WASHINGTON - House Speaker Nancy Pelosi launched the House into a formal impeachment inquiry against President Donald Trump on Tuesday, acquiescing to mounting pressure from fellow Democrats and plunging a deeply divided nation into an election year clash between Congress and the commander in chief.
The probe centers on whether Trump abused his presidential powers and sought help from a foreign government for his reelection, actions Pelosi said would mark a "betrayal of his oath of office." She declared: "No one is above the law."
The decision sets up an election season clash between Trump and Congress that seems certain to exacerbate the nation's fierce partisan divides and inject deep uncertainty into the 2020 presidential contest.

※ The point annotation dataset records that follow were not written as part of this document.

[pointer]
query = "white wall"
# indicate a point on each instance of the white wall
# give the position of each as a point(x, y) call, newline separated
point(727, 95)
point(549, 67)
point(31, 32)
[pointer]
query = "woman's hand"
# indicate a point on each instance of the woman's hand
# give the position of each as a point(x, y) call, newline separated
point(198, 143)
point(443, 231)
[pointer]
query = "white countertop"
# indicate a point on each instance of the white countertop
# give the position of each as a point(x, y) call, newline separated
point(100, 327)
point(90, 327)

In response to Pelosi's announcement, Trump tweeted his disagreement with the decision.
"Such an important day at the United Nations, so much work and so much success, and the Democrats purposely had to ruin and demean it with more breaking news Witch Hunt garbage. So bad for our Country!"

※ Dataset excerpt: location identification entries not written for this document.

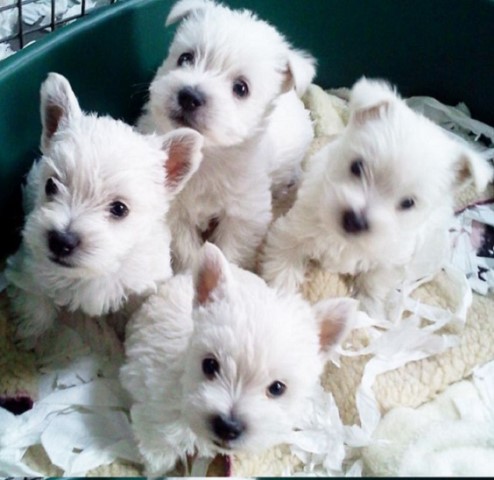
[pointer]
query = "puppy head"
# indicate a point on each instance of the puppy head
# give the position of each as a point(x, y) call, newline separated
point(100, 188)
point(392, 174)
point(223, 71)
point(255, 356)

Pelosi had long resisted pursuing impeachment, but her caucus moved swiftly in favor of a probe in recent days following reports that Trump asked Ukraine's president to investigate Democratic foe Joe Biden and his son. Her decision sets up her party's most urgent and consequential confrontation with a president who thrives on combat, and it injects deep uncertainty in the 2020 White House race.

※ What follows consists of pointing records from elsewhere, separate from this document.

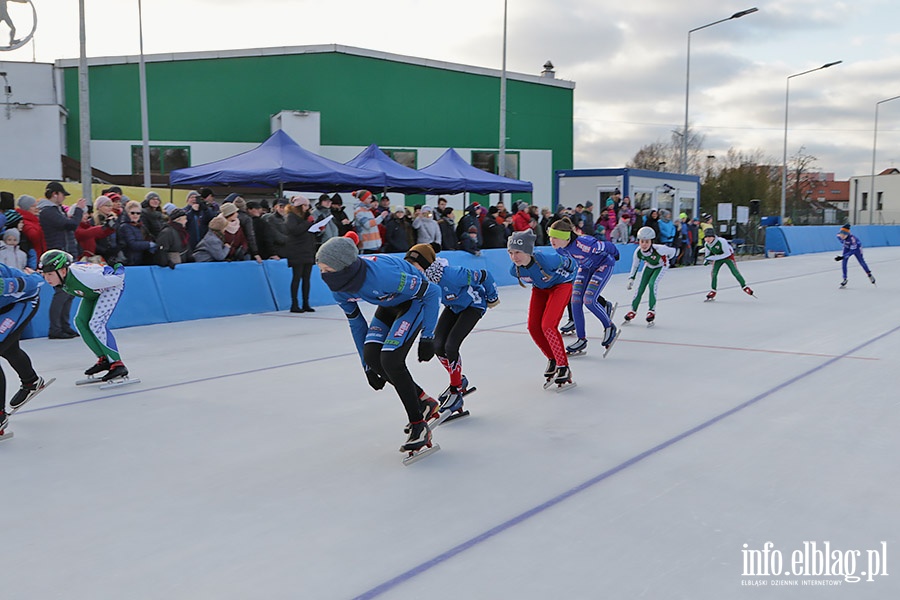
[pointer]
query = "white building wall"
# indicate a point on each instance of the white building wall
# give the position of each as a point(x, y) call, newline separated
point(32, 121)
point(889, 186)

Meanwhile, Biden said Congress must use its full constitutional authority to investigate Trump's actions and if he doesn't cooperate he'll leave lawmakers "with no choice but to initiate impeachment." If that happens, Biden said, it will be a tragedy of Trump's own making.
Pelosi has spent months trying to keep an impeachment inquiry at bay. But her position became untenable this week as more members - including crucial moderates in political swing districts - swung in favor of a probe following reports that Trump pushed Ukraine's leader for help investigating Democrat Biden and his son during a summer phone call.
Trump, who was meeting with world leaders at the United Nations, called the impending inquiry a "witch hunt" and predicted it would be a "positive for me." He authorized the release of a transcript of his call with Ukraine's president and predicted it would show no evidence of wrongdoing.
"You will see it was a very friendly and totally appropriate call," Trump said.
The president has all but dared Democrats to open impeachment proceedings, repeatedly stonewalling requests for documents and witness interviews in a variety of ongoing investigations. Trump advisers say they are confident that the specter of impeachment led by the opposition party will bolster his political support. Pelosi has shared that concern and has spent months trying to hold off liberals in her caucus pushing for impeachment.
But the atmosphere on Capitol Hill started shifting following a whistleblower complaint that centered in part on Trump's call with the Ukrainian president, but is also said to include other events.
Trump has suggested he brought up Biden and his son Hunter in the phone call as part of discussions over corruption in Ukraine - despite no evidence of wrongdoing on the part of either man. He also confirmed on Tuesday that he ordered advisers to freeze $400 million in military aid to Ukraine in the days before the phone call, prompting Democrats to charge that he was holding out the money as leverage for information on Biden.
In remarks ahead of her caucus meeting, Pelosi notably said a quid pro quo wasn't necessary to establish an impeachable offense.
"We don't ask foreign governments to help us in our election," Pelosi said.
Trump has sought to implicate Biden and his son in the kind of corruption that has long plagued Ukraine. Hunter Biden served on the board of a Ukrainian gas company at the same time his father was leading the Obama administration's diplomatic dealings with Kyiv. Though the timing raised concerns among anti-corruption advocates, there has been no evidence of wrongdoing by either the former vice president or his son.